Reporting and Reviewing LLM-Integrated Systems in HCI: Challenges and Considerations
What should HCI scholars consider when reporting and reviewing papers that involve LLM-integrated systems? We interview 18 authors of LLM-integrated system papers on their authoring and reviewing experiences. We find that norms of trust-building between authors and reviewers appear to be eroded by the uncertainty of LLM behavior and hyperbolic rhetoric surrounding AI. Authors perceive that reviewers apply uniquely skeptical and inconsistent standards towards papers that report LLM-integrated systems, and mitigate mistrust by adding technical evaluations, justifying usage, and de-emphasizing LLM presence. Authors’ views challenge blanket directives to report all prompts and use open models, arguing that prompt reporting is context-dependent and justifying proprietary model usage despite ethical concerns. Finally, some tensions in peer review appear to stem from clashes between the norms and values of HCI and ML/NLP communities, particularly around what constitutes a contribution and an appropriate level of technical rigor. Based on our findings and additional feedback from six expert HCI researchers, we present a set of guidelines and considerations for authors, reviewers, and HCI communities around reporting and reviewing papers that involve LLM-integrated systems.
💡 Research Summary
This paper investigates how the rapid rise of large language model (LLM)‑integrated systems is reshaping reporting and peer review practices within the Human‑Computer Interaction (HCI) community. The authors conducted semi‑structured interviews with 18 scholars who have authored LLM‑integrated system papers, supplemented by feedback from six senior HCI researchers. They also performed a quantitative sweep of CHI and UIST proceedings from 2021 onward, showing a steep increase in the number and proportion of papers that incorporate LLMs as system engines.
The study uncovers several intertwined challenges. First, the inherent nondeterminism of LLM outputs and the surrounding hype have eroded traditional trust‑building norms between authors and reviewers. Reviewers often lack a shared understanding of what constitutes a “real contribution” versus a simple “wrapper” around an LLM, leading to inconsistent and sometimes overly skeptical judgments. To compensate, authors frequently add technical evaluations (e.g., multi‑model comparisons, prompt‑sensitivity analyses) or shift detailed implementation information to appendices and code repositories in order to stay within page limits.
Second, the paper highlights a clash of epistemic cultures. HCI traditionally values interpretive, design‑oriented contributions, whereas ML/NLP fields prioritize model‑centric rigor, reproducibility, and quantitative validation. This divergence manifests in reviewers demanding open‑model baselines, extensive statistical testing, or large participant pools even for work whose primary goal is exploratory design or user experience. Consequently, authors feel pressured to justify the use of proprietary models, to explain cost or accessibility constraints, and to provide ethical rationales for model selection.
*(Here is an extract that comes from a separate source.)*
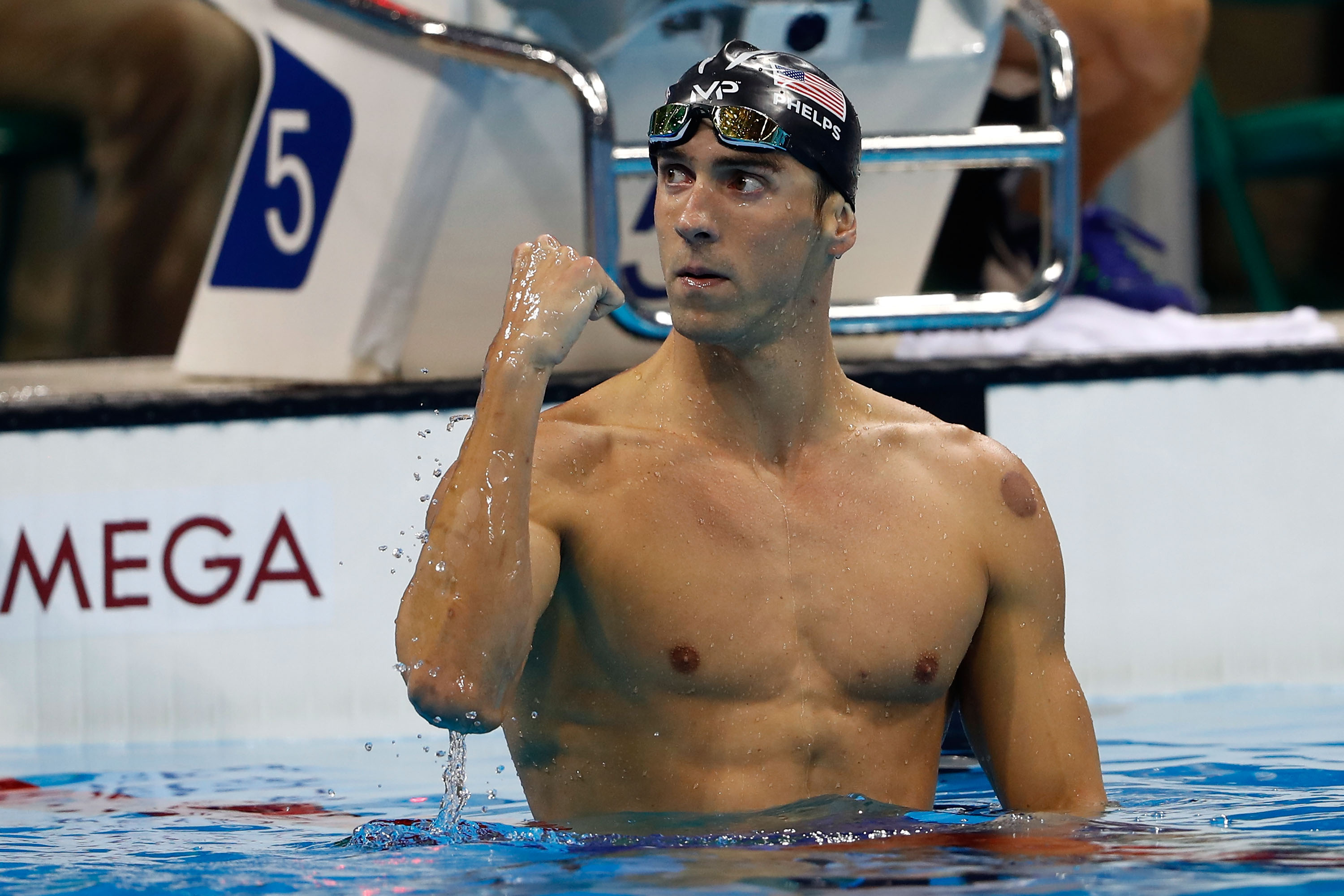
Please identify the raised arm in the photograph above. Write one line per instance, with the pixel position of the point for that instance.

Third, the authors question blanket mandates such as “report all prompts” or “use only open models.” Their interview data reveal that full prompt disclosure can be impractical or unnecessary when hundreds of prompts are generated automatically or when prompts are not central to the scientific claim. Context‑dependent reporting—disclosing only those prompts that materially affect outcomes—offers a more balanced approach to transparency and reproducibility.
Fourth, institutional responses are already emerging. Both UIST 2025 and CHI 2026 introduced desk‑reject policies targeting papers that insufficiently justify LLM usage or that appear to be mere “LLM wrappers.” While intended to reduce reviewer overload, these policies risk creating a chilling effect that discourages legitimate LLM‑integrated research.
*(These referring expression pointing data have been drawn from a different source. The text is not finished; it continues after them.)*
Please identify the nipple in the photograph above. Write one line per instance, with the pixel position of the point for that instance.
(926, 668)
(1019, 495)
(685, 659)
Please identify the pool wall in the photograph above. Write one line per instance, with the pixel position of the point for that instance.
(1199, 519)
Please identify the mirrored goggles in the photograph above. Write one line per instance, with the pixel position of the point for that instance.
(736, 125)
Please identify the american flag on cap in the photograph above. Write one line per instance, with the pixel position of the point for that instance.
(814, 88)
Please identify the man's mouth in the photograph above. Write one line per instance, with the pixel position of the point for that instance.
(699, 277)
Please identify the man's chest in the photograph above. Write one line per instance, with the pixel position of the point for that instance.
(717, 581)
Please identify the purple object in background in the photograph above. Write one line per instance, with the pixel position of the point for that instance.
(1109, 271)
Based on these findings, the authors synthesize a set of practical guidelines for three stakeholder groups. For authors, the recommendations emphasize: (a) clear articulation of why an LLM is chosen, (b) disclosure of model version, training data provenance, and any prompt engineering strategies that influence results, (c) inclusion of at least one technical evaluation that isolates the LLM’s contribution, and (d) ethical statements regarding model licensing, cost, and bias mitigation. For reviewers, the paper suggests: (i) evaluating submissions against the authors’ stated goals rather than imposing a one‑size‑fits‑all technical checklist, (ii) requesting additional details only when they are essential for assessing validity, and (iii) being aware of the broader HCI value system that may prioritize design insight over raw performance metrics. Finally, for the HCI community, the authors propose a checklist that integrates transparency, reproducibility, contextual relevance, and ethical considerations, aiming to restore a shared baseline of trust while respecting the diverse methodological traditions within HCI.
In conclusion, this work documents a pivotal moment in HCI where LLM‑integrated systems are both expanding research possibilities and exposing fissures in peer‑review culture. By offering empirically grounded recommendations, the paper seeks to guide the community toward more consistent, fair, and transparent evaluation of LLM‑enhanced HCI research.